29-41 West 29th Street
John Daly, reputed to be the wealthiest gambler in New York at his death on April 26, 1906, opened a gambling house at 39-41 West 29th Street in 1885. The original building is gone, replaced by a commercial building erected in the early 20th Century. Nevertheless in its day — the “wide-open days” of New York, “John Daly’s” was a nationally known house of gambling that remained opened for nearly 20 years. Interestingly, such a notable establishment did not even appear in the list of locations uncovered during the Williams trial (see below).
Daly, like his mentor, Morrissey, was someone who played both sides of the track. A known gambling promoter for 30 years, he also served for a time as a congressman shortly after the Civil War. He was known as a philanthropist and a generous employer and even when his houses were closed by the police he kept his employees under pay and permitted them to make homes of his clubhouses.
The Trial of Captain Williams
There are probably two reasons we cannot identify additional houses of gambling: 1) they were trying to hide themselves from honest policemen and lawmakers as well as anti-vice preachers; and 2) the corrupt authorities ignored gambling operations, and hence, there are few public records of prosecutions, arrests or convictions.
Indeed, the infamous Captain Alexander (Clubber) Williams, the head of the 29th Precinct — The Tenderloin Precinct, was put on trial by the Board of Police Commissioners for failing to suppress gambling in his precinct.
During the trial, detailed written accounts were provided of gambling equipment taken from the following NoMad addresses: 6 West 29th Street, 50 West 31st Street, 61 West 31st Street, 58 West 31st Street, 41 West 28th Street. Williams’s attorney tried to argue that someone was maliciously targeting Williams by only sending investigators to the 29th Precinct and that the seized equipment was old and hadn’t seen use in a long time, although no confiscation document descriptions suggest that.
Captain Williams made no previous report that the houses raided were suspected of being involved in gambling and naturally had not brought charges against them. Instead, he contended that he and his police force were unaware or unable to detect any gambling operations in the area. He went as far as to say he had seen known gamblers hanging around the streets and surmised that they were there because there was no gambling action going on due to the presence of his men’s surveillance or the neighborhood. All of this, despite that the Superintendent of Police’s own son had confessed to gambling in the 29th Precinct and it was his confession that lead to the investigation of the houses raided.
While it was clearly it was bribes that blocked his ability to see illegal gambling operations, William’s was not only exonerated of failing to suppress gambling crimes but also was advanced to the post of Inspector.

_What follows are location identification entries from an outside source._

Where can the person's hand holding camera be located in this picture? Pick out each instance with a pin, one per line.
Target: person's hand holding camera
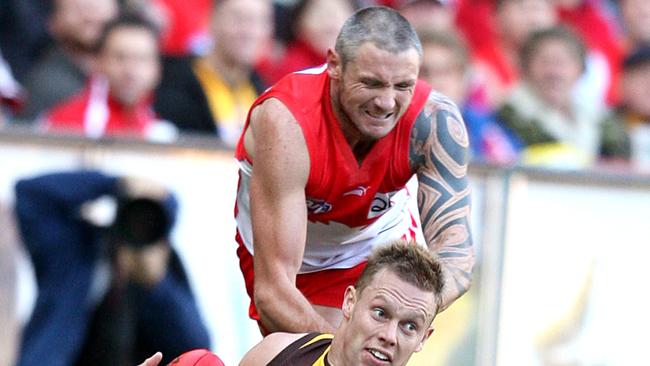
(145, 265)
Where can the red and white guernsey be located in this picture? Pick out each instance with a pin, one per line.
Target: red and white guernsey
(351, 207)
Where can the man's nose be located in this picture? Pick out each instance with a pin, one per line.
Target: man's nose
(388, 334)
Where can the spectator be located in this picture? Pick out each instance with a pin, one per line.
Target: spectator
(496, 60)
(212, 94)
(75, 26)
(313, 29)
(445, 65)
(105, 296)
(118, 99)
(636, 21)
(555, 128)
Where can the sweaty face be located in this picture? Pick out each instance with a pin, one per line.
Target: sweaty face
(386, 323)
(374, 89)
(129, 60)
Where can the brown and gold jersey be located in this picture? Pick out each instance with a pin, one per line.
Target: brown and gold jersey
(310, 350)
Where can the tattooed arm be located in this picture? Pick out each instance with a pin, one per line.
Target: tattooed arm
(439, 154)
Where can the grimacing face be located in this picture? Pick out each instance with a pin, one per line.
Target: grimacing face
(241, 28)
(373, 90)
(553, 71)
(386, 323)
(130, 62)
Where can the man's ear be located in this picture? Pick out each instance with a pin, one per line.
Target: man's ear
(424, 339)
(349, 299)
(334, 66)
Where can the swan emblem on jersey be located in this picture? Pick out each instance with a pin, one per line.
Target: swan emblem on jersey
(380, 204)
(318, 206)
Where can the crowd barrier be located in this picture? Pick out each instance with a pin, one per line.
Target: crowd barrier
(559, 276)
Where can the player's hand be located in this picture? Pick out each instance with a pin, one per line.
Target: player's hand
(153, 360)
(138, 187)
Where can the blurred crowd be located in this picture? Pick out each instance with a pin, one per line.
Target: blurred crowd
(560, 83)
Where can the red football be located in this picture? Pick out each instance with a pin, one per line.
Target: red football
(197, 357)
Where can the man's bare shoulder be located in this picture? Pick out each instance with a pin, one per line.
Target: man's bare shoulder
(269, 348)
(272, 123)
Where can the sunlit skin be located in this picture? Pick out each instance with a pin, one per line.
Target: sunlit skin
(444, 72)
(636, 90)
(240, 29)
(384, 324)
(518, 18)
(130, 62)
(321, 21)
(372, 92)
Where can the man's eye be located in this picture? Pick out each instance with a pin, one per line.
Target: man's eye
(411, 327)
(372, 83)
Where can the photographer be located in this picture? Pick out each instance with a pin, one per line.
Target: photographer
(109, 290)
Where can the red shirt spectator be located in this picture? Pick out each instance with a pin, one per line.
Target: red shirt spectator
(95, 113)
(588, 20)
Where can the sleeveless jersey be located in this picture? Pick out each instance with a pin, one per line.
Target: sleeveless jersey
(310, 350)
(351, 207)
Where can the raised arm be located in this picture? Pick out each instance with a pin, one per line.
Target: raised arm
(439, 155)
(279, 218)
(268, 348)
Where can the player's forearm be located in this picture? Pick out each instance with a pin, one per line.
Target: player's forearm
(452, 244)
(285, 309)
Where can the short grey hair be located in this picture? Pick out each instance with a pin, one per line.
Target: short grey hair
(382, 26)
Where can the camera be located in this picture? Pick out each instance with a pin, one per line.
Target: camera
(140, 222)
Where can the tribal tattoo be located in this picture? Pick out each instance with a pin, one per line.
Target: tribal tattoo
(439, 155)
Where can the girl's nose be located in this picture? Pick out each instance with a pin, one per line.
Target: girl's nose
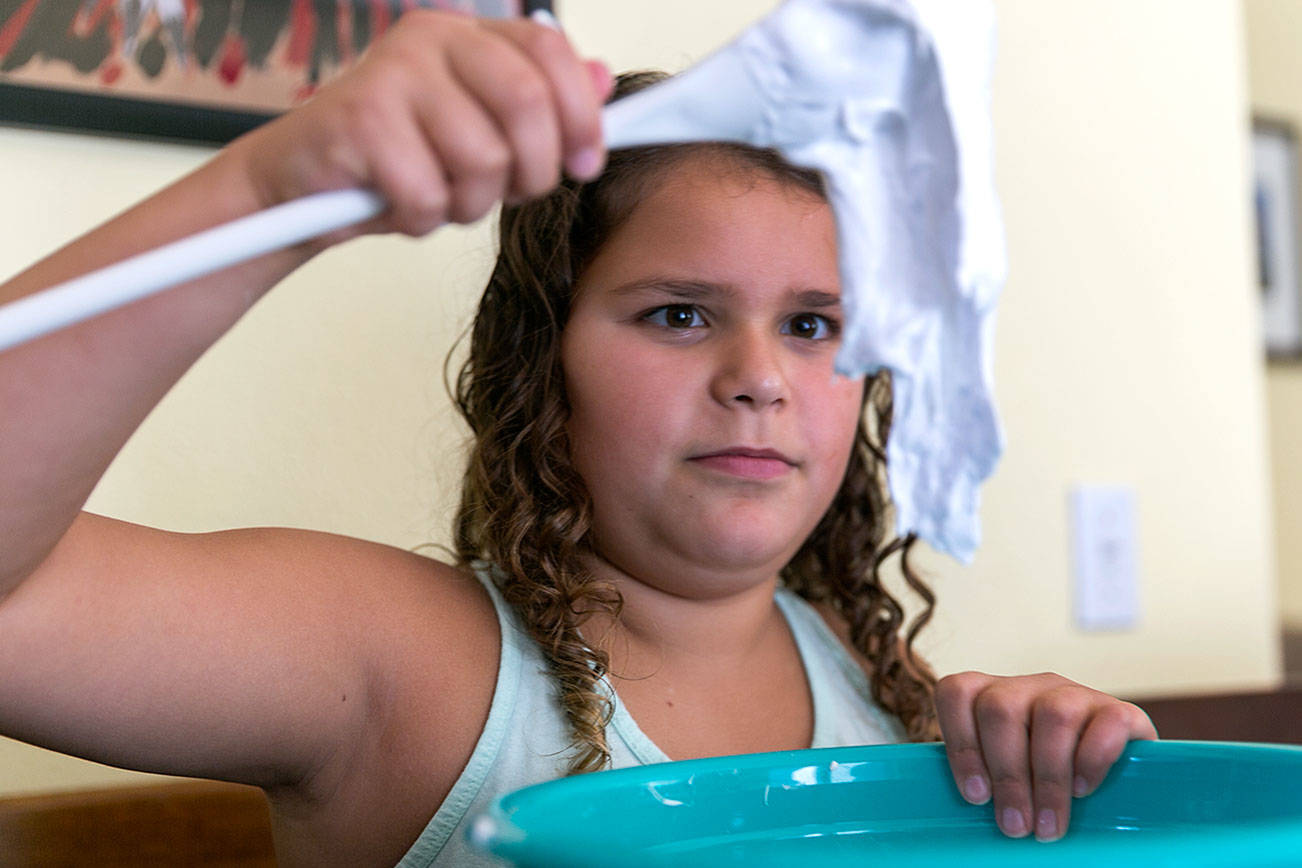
(750, 372)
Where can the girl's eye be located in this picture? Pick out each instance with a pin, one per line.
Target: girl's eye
(811, 327)
(676, 316)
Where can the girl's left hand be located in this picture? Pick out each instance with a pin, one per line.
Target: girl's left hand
(1033, 742)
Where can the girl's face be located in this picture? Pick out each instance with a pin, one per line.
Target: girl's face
(706, 419)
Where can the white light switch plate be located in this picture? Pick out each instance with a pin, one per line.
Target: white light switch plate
(1104, 548)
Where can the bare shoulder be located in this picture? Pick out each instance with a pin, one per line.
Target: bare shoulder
(270, 656)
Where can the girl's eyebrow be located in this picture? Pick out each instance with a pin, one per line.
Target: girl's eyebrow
(697, 290)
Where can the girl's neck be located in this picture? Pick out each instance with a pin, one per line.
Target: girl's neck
(659, 631)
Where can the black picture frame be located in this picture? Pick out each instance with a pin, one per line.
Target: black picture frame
(1276, 251)
(29, 102)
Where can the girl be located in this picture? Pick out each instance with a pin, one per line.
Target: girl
(664, 470)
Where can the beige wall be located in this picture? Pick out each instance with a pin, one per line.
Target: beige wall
(1126, 352)
(1275, 85)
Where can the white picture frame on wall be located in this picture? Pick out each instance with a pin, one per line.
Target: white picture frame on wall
(1275, 202)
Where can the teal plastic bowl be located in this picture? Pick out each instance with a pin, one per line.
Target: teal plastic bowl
(1164, 803)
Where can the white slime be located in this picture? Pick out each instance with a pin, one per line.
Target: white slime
(889, 102)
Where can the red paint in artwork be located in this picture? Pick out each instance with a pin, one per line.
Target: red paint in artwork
(302, 31)
(344, 30)
(233, 59)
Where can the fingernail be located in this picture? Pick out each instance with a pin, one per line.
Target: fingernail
(585, 164)
(975, 790)
(1046, 825)
(546, 18)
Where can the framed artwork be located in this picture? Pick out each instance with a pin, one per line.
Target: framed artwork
(1275, 207)
(198, 70)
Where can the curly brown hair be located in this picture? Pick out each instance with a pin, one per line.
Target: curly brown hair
(526, 510)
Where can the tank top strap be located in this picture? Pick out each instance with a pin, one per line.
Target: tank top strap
(837, 682)
(496, 730)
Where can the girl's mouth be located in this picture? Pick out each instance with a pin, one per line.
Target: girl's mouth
(746, 462)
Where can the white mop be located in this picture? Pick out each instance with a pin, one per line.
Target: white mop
(889, 100)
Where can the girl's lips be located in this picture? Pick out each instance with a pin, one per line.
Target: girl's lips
(747, 463)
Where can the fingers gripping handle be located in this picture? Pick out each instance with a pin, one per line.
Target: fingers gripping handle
(649, 121)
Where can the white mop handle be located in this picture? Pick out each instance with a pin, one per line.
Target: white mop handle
(201, 254)
(229, 245)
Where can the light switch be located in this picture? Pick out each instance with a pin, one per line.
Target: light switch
(1104, 548)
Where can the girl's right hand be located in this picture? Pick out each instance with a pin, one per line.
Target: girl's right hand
(444, 116)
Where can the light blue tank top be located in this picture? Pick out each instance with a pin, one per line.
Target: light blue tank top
(526, 737)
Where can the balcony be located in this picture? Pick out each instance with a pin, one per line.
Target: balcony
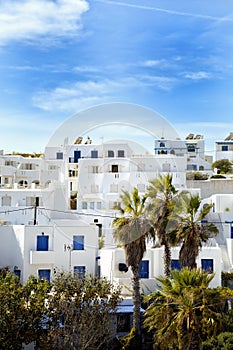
(42, 257)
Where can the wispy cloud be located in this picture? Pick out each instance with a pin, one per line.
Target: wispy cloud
(197, 75)
(170, 12)
(35, 19)
(86, 93)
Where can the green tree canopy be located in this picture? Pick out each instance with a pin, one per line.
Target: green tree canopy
(185, 310)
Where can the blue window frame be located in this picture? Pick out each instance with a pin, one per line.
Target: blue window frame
(175, 264)
(144, 269)
(94, 154)
(79, 271)
(231, 231)
(42, 243)
(77, 155)
(44, 273)
(78, 242)
(17, 273)
(207, 265)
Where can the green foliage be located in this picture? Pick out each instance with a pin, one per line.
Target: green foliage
(224, 341)
(86, 306)
(189, 229)
(22, 308)
(224, 166)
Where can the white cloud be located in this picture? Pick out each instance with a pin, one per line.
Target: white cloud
(197, 75)
(35, 19)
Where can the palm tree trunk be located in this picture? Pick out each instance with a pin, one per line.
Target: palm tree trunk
(136, 297)
(167, 259)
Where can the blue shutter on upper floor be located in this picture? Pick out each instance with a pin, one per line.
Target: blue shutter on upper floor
(207, 265)
(78, 242)
(175, 264)
(42, 243)
(44, 273)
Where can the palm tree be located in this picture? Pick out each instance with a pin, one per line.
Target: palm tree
(192, 231)
(162, 196)
(131, 230)
(185, 310)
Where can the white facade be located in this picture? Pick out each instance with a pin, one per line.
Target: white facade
(224, 148)
(71, 191)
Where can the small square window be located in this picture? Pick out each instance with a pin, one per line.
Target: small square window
(175, 264)
(78, 242)
(84, 205)
(121, 153)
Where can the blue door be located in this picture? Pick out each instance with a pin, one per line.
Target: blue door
(42, 243)
(44, 274)
(144, 269)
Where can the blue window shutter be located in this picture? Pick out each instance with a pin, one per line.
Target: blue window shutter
(78, 242)
(144, 269)
(44, 274)
(42, 243)
(79, 271)
(175, 264)
(207, 265)
(77, 155)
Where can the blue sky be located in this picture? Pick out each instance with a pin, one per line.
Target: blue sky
(59, 57)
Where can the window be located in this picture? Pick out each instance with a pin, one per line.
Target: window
(94, 188)
(207, 265)
(94, 154)
(231, 231)
(175, 264)
(79, 271)
(42, 243)
(166, 167)
(78, 242)
(191, 148)
(110, 154)
(99, 205)
(59, 155)
(77, 155)
(17, 273)
(44, 273)
(144, 269)
(84, 205)
(113, 188)
(120, 153)
(114, 168)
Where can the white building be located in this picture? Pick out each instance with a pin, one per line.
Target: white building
(55, 209)
(224, 148)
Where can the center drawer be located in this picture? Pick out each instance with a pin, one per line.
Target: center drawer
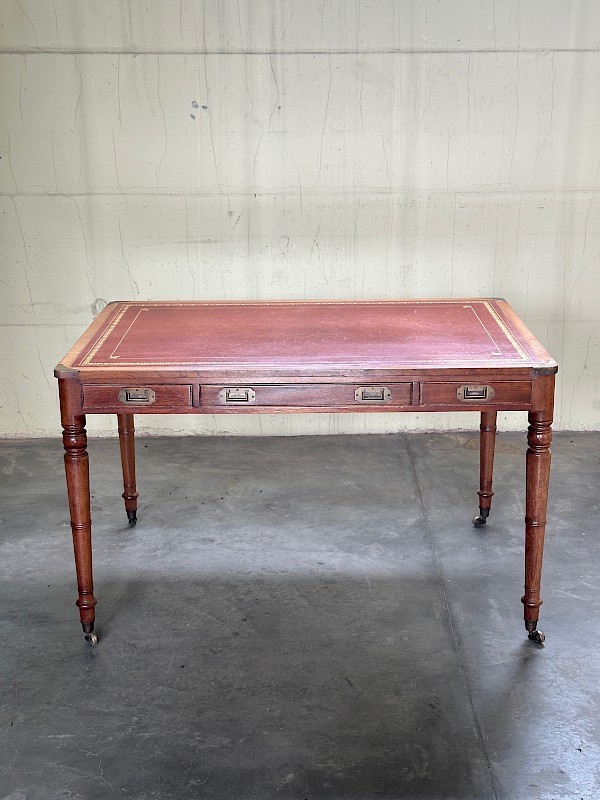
(306, 395)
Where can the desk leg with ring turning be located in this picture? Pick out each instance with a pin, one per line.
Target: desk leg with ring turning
(487, 442)
(539, 437)
(78, 488)
(127, 444)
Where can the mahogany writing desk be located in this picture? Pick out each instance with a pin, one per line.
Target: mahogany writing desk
(369, 356)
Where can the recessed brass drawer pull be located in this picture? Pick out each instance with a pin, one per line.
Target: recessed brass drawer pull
(474, 394)
(137, 396)
(372, 394)
(237, 395)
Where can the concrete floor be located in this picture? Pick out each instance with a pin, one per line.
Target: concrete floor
(300, 618)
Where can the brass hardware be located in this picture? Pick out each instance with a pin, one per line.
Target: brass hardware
(474, 394)
(372, 394)
(237, 395)
(137, 396)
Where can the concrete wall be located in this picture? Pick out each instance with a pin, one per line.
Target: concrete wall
(316, 149)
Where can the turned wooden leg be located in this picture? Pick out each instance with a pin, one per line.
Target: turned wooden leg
(539, 438)
(487, 442)
(127, 443)
(78, 488)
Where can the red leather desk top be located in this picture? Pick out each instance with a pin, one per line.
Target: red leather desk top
(412, 334)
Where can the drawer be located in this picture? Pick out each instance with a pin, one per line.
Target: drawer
(137, 398)
(468, 394)
(307, 396)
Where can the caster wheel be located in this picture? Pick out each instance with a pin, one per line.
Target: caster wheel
(539, 637)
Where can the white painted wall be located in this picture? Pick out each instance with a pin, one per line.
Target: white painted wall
(296, 149)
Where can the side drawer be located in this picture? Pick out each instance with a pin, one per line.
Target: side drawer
(467, 394)
(137, 398)
(306, 396)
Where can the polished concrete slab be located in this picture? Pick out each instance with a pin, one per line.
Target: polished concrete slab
(300, 618)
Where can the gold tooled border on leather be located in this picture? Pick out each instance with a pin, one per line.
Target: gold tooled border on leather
(88, 358)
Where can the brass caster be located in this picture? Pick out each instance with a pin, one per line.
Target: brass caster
(539, 637)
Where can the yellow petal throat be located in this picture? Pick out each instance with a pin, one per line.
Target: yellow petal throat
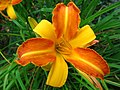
(58, 72)
(11, 12)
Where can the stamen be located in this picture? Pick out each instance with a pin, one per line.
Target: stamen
(63, 47)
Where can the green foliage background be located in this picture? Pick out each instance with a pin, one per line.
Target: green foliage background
(102, 15)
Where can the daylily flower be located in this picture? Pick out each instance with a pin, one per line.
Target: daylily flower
(9, 5)
(63, 41)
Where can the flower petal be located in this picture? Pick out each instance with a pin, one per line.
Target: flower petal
(89, 61)
(58, 72)
(11, 12)
(84, 37)
(14, 2)
(38, 51)
(33, 23)
(45, 29)
(4, 4)
(63, 17)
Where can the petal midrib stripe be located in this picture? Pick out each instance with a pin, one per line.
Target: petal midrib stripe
(90, 64)
(36, 52)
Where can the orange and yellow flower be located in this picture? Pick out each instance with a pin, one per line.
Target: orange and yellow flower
(63, 41)
(9, 5)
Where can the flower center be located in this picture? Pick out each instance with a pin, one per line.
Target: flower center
(63, 47)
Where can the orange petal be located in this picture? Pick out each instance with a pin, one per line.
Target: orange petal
(4, 4)
(11, 12)
(38, 51)
(89, 61)
(83, 37)
(63, 17)
(14, 2)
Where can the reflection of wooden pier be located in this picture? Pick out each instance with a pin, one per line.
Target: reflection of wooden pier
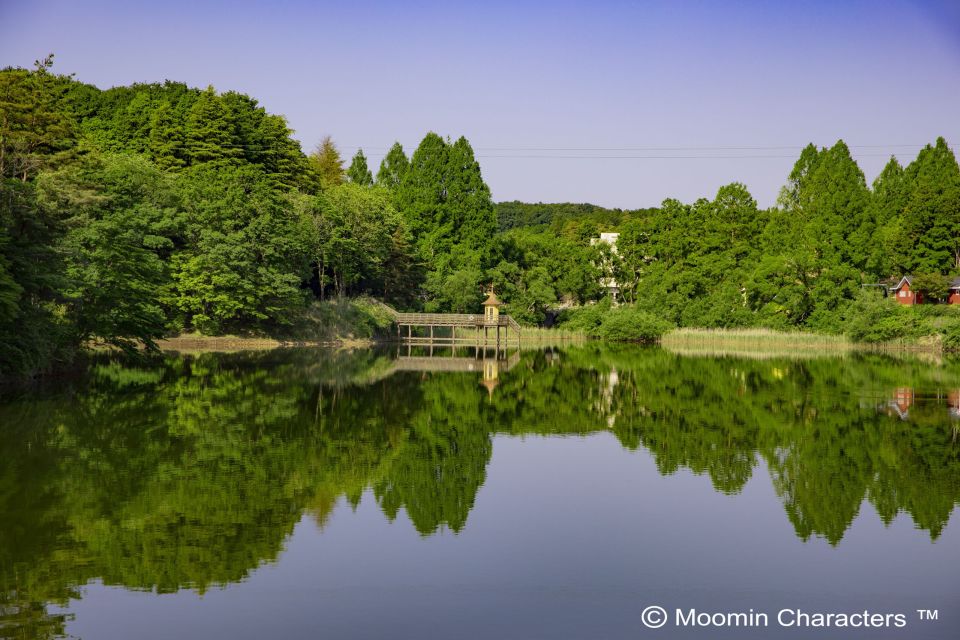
(454, 363)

Fifty-five witnesses, including clergymen and prominent businessmen, swore that several hundred complaints against the district had been filed in the preceding 18 months that only one establishment had been raided. Pondering this and the fact that six gambling parlors were uncovered as the result of a single investigation, resulting from the Superintendent’s son’s complaint, one wonders how many gambling houses flourished in a Satan’s Circus awash in bribes and corruption.